The stream model is memory efficient, but CPU intensive. Rather than store anything in memory, this model works on one item at a time, using only as much memory as is absolutely needed to work on the input. There is no input buffer, and no output buffer, and therefore compute time is based solely on CPU power and other intrinsic factors (ie bus speed, MMU latency, etc.) Before multithreading was added, this was the model used by this program.
The block model is CPU efficient, but memory intensive. Basically, it does the opposite of the stream model, and it buffers everything needed in memory, which allows the program to do things "concurrently" with an actor/event model, as well as switch states and resume without the need to complete one task before moving to the next. Many, many programs use this model because it is easier than the stream model.
Since multithreading is CPU efficient, it must make use of the block model. Unfortunately, that means that this program/library was unable to be multithreaded without an overhaul.
I opted for what most people would consider an overly complicated re-write because rather than going about it with a "get 'er done" attitude a la Larry the Cable Guy, I worked with an idealistic approach with the hopes of allowing the original goals of the program and now library I wrote to be met while using multithreading to take advantage of modern computer systems. I split the original RS274 class into three new classes, RS274Tokenizer, RS274Worker, and RS274. Each one builds on the previous one, where RS274Tokenizer is just like the old RS274 class, which is stream-based, and contains only extra data, namely the regex strings needed to do the search and parse operation. It is extremely lightweight. RS274Worker contains the tokenizer, plus a buffer for data to work on, and utility functions to set up and run. Finally, RS274 now contains only automation, making loading, creating threads, moving data, parsing, reconstruction, and finally cleanup a simple process.

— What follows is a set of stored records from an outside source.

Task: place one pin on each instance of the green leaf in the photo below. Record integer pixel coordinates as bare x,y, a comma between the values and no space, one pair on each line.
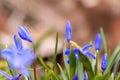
42,62
41,39
80,71
85,61
112,59
55,53
72,64
96,65
62,72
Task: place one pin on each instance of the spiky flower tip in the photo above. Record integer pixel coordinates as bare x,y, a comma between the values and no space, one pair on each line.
76,53
67,52
75,77
9,77
98,42
19,57
68,60
24,33
104,61
68,31
85,76
86,52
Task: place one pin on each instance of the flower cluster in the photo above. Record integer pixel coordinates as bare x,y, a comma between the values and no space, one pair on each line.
86,50
19,57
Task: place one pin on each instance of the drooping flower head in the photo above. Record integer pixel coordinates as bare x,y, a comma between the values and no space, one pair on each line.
68,31
104,61
19,57
98,42
24,33
9,77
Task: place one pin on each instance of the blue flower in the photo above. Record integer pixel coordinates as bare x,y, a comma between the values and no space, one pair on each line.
8,77
98,42
76,52
75,77
104,61
87,47
85,76
68,60
19,59
18,43
86,52
68,31
24,33
67,52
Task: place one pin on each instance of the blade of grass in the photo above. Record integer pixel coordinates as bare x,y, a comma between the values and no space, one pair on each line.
80,71
41,39
104,43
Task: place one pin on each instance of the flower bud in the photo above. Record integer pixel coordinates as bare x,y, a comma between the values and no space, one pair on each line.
104,61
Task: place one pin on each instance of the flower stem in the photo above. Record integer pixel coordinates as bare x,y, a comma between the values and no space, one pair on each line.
34,66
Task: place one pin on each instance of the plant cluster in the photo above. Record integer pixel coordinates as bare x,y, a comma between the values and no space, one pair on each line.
81,63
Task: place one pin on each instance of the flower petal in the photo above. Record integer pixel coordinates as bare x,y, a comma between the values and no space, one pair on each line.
68,31
18,42
24,33
98,41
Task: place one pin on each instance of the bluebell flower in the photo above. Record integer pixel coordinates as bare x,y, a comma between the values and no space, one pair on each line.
87,47
86,52
24,33
18,43
9,77
19,59
68,31
104,61
98,42
67,52
75,77
76,52
68,60
85,76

The functionality remains the same, and the per-thread parsing speed is unchanged so far as I can tell - 125,000 lines of gcode in 33 seconds or so on a Sandybridge 3.1GHz processor. Now, the program can saturate system resources (processor wise) and use all available threads to work in parallel. Watching it work on a 2.6GHz Ivybridge 8-core i7 is amazing.
Most of the bugs are squashed at this point, I think. Now I'm just trying to make it "memcheck clean."